À la fin de l'année, nous aborderons à l'automne le débat sur la redistribution, la réduction des inégalités, la lutte pour l'emploi, c'est-à-dire tout le problème de la redistribution. Nous devrons conduire des politiques économiques qui partent de la hiérarchie des préoccupations des Français. Quand on les interroge et cela depuis longtemps maintenant qu'est-ce qu'ils mettent en avant si ce n'est la question du chômage et donc la question de l'emploi. Or ce n'est pas cette politique économique qui est au premier plan des préoccupations. On nous parle monnaie, mais c'est important d'avoir une monnaie stable ; on nous parle déficit public et il vaut mieux éviter de laisser se creuser les déficits ; on nous parle d'avoir une hausse des prix faible et il n'est pas bon d'avoir une inflation trop forte ; on nous parle de commerce extérieur et c'est excellent d'avoir un excédent de notre commerce extérieur. Mais puisque nous avons une monnaie stable, puisque nous avons des prix bas, puisque nous avons un excédent de notre commerce extérieur et bien il faut consacrer l'essentiel de nos efforts au développement économique et à l'emploi. C'est la notamment que la question de la diminution de la durée du travail devra être au coeur de notre politique.
En 1997, l'année prochaine, nous aurons fini avec ces grands débats et nous serons en mesure d'élaborer le programme, le contrat avec lequel les socialistes et la gauche iront aux élections législatives. Cette élaboration de nos propositions, il ne faut pas que nous les menions en vase clos. Il faut que vous soyez au maximum au contact des gens, que vous partiez du vécu, des préoccupations, des exigences, des suggestions des Françaises et des Français qui sont ici dans ce département et nous-mêmes nous ne voulons pas mener ce débat uniquement entre socialistes.
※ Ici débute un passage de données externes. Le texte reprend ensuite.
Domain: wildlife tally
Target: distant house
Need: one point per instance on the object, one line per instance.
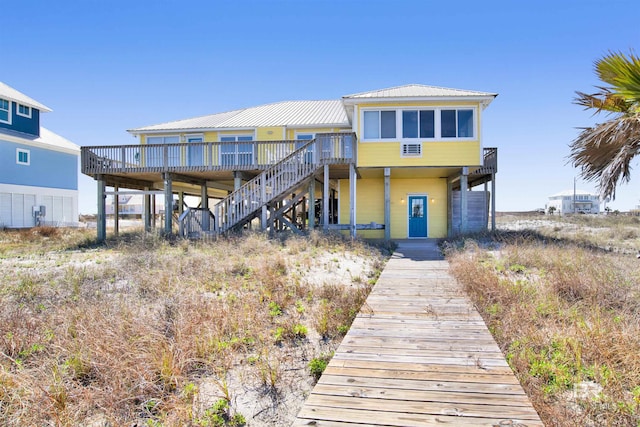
(38, 168)
(568, 202)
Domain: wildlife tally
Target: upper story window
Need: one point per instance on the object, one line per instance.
(23, 157)
(236, 154)
(379, 124)
(5, 111)
(426, 123)
(418, 123)
(24, 111)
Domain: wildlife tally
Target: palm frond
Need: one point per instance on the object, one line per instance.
(604, 152)
(622, 73)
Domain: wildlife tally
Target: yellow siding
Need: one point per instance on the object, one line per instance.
(434, 153)
(387, 154)
(273, 133)
(370, 205)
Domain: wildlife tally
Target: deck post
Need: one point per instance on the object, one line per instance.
(204, 195)
(116, 211)
(352, 199)
(464, 179)
(493, 201)
(312, 203)
(153, 211)
(147, 211)
(387, 203)
(325, 199)
(168, 204)
(101, 224)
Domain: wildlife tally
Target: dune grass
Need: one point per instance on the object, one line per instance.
(125, 333)
(566, 313)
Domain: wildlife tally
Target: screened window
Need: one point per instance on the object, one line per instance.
(418, 123)
(236, 154)
(23, 157)
(5, 112)
(456, 123)
(379, 124)
(24, 111)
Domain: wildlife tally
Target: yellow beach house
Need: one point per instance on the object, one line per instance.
(396, 163)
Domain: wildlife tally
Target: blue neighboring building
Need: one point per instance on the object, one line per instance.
(38, 168)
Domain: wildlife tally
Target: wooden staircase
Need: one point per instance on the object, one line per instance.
(256, 197)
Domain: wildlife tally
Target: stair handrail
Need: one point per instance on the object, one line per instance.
(278, 178)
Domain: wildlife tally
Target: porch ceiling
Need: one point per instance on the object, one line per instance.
(410, 172)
Nous voulons renouer le dialogue avec les forces de gauche. Je me réjouis et j'y ai contribué vous le savez en développant les Assises de la transformation sociale d'un nouvel état d'esprit qui existe à gauche. À droite, on se dispute. À gauche, on dialogue. Nous débattons, nous nous rencontrons, nous nous rapprochons. Nous savons aussi qu'il y a des différences entre nous et bien ce sera au peuple de les trancher au cours des élections législatives et des autres élections de 1998 en disant quelle est l'orientation, quels sont les choix principaux qu'ils préfèrent. C'est sur la base de ces votes, de ces choix que nous aurons à prendre les responsabilités qui seront les nôtres en 1998. C'est pourquoi, pour terminer, je voudrais vous dire que dans cette année 1996, ne vous laissez pas aller au sentiment de déception, d'amertume, de désarroi qui trop souvent domine dans notre pays aujourd'hui. Travaillez par une action patiente, par une réflexion collective, par des contacts noués avec les gens, avec le peuple l'élaboration de nouvelles propositions pour le rendez-vous de 1998. Si nous nous tournons vers les autres, si nous partons de leur vécu et de leurs expériences en avançant nos propres propositions, oui je crois que nous remporterons en France des succès mais ce dont je suis sûr c'est que dans les Côtes-d'Armor nous rencontrerons un triomphe.